We will serve legacy-controller-docs from the same server as docs.ansible.com.

  1. Update the roles/docs_and_release/tasks/main.yml playbook to:

    • Create a new legacy-controller-docs directory with correct permissions.
    • Set correct ownership and permissions for the jenkins user on the docs and legacy-controller-docs directories.
  2. Configure the web server to handle requests for legacy-controller-docs.ansible.com by adding a new VirtualHost such as:

<VirtualHost *:80>
    ServerName legacy-controller-docs.ansible.com
    DocumentRoot /var/www/html/legacy-controller-docs/
    Options +Indexes
    <Directory /var/www/html/legacy-controller-docs/>
                Options Indexes FollowSymLinks MultiViews
                AllowOverride FileInfo Options=MultiViews
                Order allow,deny
                allow from all
    </Directory>
</VirtualHost>

Setting things up on disc

  1. Add a reference to the ansible-tower directory to the index-archive.html page.
  2. Do a once off copy from /var/www/html/docs/automation-controller AND /var/www/html/docs/ansible-tower to /var/www/html/legacy-controller-docs.
  3. Move /var/www/html/docs/index-archive.html to /var/www/html/legacy-controller-docs/index.html
  4. Copy landing pages into /var/www/html/legacy-controller-docs:
  • platform.html
  • automation-tower-prior-versions.html
  1. Update controller jenkins jobs to rsync to the legacy-controller-docs folder instead of the docs folder.
  2. Update the docsite jenkins job to remove the rsync for the index-archive.html file.

Test plan for phase one

The archive subdomain, legacy-controller-docs.ansible.com, will be served from Red Hat managed infrastructure.

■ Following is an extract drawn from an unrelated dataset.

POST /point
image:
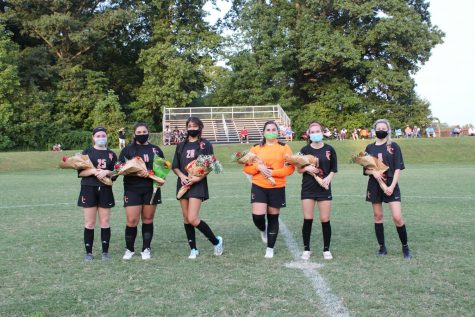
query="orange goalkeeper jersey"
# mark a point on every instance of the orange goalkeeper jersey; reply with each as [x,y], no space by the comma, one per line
[273,157]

  1. Use dig to verify DNS settings for the archive subdomain and docs.ansible.com.
  2. Determine if legacy-controller-docs.ansible.com has an A record, for example: dig a legacy-controller-docs.ansible.com
  3. Determine if docs.ansible.com has a CNAME record, for example: dig cname docs.ansible.com
  4. Verify TTL for docs.ansible.com, for example: dig docs.ansible.com +ttlunits

We can also complete the following steps to test that everything is set up correctly:

  1. Ensure that the archive landing page is available from legacy-controller-docs.ansible.com.
  2. Ensure that entry points for legacy Automation Controller documentation is available from legacy-controller-docs.ansible.com.
  3. Ensure that the docsite build job in Jenkins can update the archive landing page.
  4. Ensure that both legacy-controller-docs.ansible.com and docs.ansible.com serve the same set of web pages, for example: gobuster dns -d docs.ansible.com -w /path/to/wordlist.txt.

EDIT: I’ve updated plan details after working through a few changes. The original plan was based on more of a bottom up view that started from looking at what was on the server. After getting into some of the changes on cloudflare it made sense to take a slightly different approach and more cleanly separate things from the top-level down to disc.